これは、私が小学生の頃の話です。
学校からの帰り道、真っ黒な髪を腰までのばした女の子が、公衆電話の前に立っていました。
その子が振り向いて話かけて来た時に、その目が白く濁っていた事から、私は彼女が盲目である事を知ったのです。
その子は透き通った声で言いました
「美加ちゃん、お葬式の最中に悪いんだけど、私の代わりに電話をかけてくれる?」
わたしは(何か誤解されてるな)と思い乍らも、そこは突っ込まずに、それよりも彼女が何故迷う事なく私の名前を言い当てたのか、知りたいと思いました。
「どこかで、会ったかしら?」
すると彼女はクスクスと可笑しそうに笑い、本を読むように饒舌に語り始めたのです。
「クラスが違うから、知らなくても無理はないけど、アナタの同級生よ。
貴方は一組で私は六組。
廊下の端と端ですものね。
でも私は、ずっと前からアナタを知っていた・・・。
目の悪い人間ほど、声には敏感なものよ。
アナタはとても綺麗な声で、クラス
の人望も厚くて、よく皆の話題になってた・・・。
だってアナタは優等生の見本のような人ですものね。
きっと私の頼みを聞いてくれると思ったの。
エゴイスティックな他の人たちとは大違い・・・・・・」
なにかが狂ってるような気がしました。
それでも私は、その少女のいう通りに、ダイヤルを回し(当時はまだダイヤル式の公衆電話でした)、少女のいう通りに、受話器を渡したのです。

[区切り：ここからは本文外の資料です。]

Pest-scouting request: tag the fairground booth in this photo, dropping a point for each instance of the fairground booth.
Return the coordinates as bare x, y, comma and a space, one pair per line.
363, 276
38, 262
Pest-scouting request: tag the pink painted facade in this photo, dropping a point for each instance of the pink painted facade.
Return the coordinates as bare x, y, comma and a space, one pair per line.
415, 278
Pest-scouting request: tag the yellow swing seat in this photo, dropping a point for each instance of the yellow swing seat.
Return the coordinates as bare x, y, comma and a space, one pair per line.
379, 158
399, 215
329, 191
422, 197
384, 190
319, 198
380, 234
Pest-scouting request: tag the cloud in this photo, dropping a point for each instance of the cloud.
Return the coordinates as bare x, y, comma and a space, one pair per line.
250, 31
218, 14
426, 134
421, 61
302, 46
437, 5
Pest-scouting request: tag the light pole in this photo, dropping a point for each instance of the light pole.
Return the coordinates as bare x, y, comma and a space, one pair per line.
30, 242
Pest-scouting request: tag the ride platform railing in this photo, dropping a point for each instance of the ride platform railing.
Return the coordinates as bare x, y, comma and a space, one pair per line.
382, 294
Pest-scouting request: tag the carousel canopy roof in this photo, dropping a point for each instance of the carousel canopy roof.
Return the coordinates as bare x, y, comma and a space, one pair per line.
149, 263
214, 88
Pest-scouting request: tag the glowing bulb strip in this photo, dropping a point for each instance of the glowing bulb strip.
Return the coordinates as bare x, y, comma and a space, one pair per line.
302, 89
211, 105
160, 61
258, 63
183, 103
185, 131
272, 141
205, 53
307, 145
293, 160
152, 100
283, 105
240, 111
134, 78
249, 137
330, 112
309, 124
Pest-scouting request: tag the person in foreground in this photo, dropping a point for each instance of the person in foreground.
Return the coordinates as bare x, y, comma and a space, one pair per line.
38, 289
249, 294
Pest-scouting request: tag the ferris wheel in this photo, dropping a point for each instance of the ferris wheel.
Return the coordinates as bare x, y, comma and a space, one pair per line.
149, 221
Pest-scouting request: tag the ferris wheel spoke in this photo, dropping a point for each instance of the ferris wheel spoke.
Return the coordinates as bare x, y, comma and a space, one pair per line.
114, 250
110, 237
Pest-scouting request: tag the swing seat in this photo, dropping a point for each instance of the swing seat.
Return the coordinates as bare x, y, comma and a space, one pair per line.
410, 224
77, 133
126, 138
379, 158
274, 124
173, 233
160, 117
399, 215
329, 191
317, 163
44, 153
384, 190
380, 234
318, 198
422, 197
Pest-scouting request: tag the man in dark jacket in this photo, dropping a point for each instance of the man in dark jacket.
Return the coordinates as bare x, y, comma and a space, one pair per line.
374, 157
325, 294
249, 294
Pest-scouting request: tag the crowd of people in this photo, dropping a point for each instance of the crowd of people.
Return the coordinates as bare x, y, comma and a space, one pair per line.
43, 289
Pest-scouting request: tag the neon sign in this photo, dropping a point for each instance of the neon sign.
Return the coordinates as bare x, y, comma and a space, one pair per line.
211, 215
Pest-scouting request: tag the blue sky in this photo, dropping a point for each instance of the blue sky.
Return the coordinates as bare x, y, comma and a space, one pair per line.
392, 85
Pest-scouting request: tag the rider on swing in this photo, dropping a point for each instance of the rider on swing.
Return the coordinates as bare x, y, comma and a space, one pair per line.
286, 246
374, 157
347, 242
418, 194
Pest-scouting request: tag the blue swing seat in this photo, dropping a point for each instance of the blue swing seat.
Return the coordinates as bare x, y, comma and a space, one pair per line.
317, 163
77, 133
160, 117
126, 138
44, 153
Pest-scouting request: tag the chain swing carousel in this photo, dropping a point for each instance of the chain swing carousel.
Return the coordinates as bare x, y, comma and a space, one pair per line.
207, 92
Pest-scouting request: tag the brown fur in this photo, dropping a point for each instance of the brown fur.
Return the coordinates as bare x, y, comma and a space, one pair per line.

女の子は、電話の向こうの誰かと声を潜めて話しては、時々こちらを見て、にっこりと笑いました。
その電話が終り、少女が去った直後でした。
私が、途方も無くおそろしいものに取り憑かれていた事に気付いたのは。
理由を詳しく説明する事はできません。
私のつまらない文章の意味を理解した者だけが、とりつかれる。
それが、この少女の呪いのルールなのですから。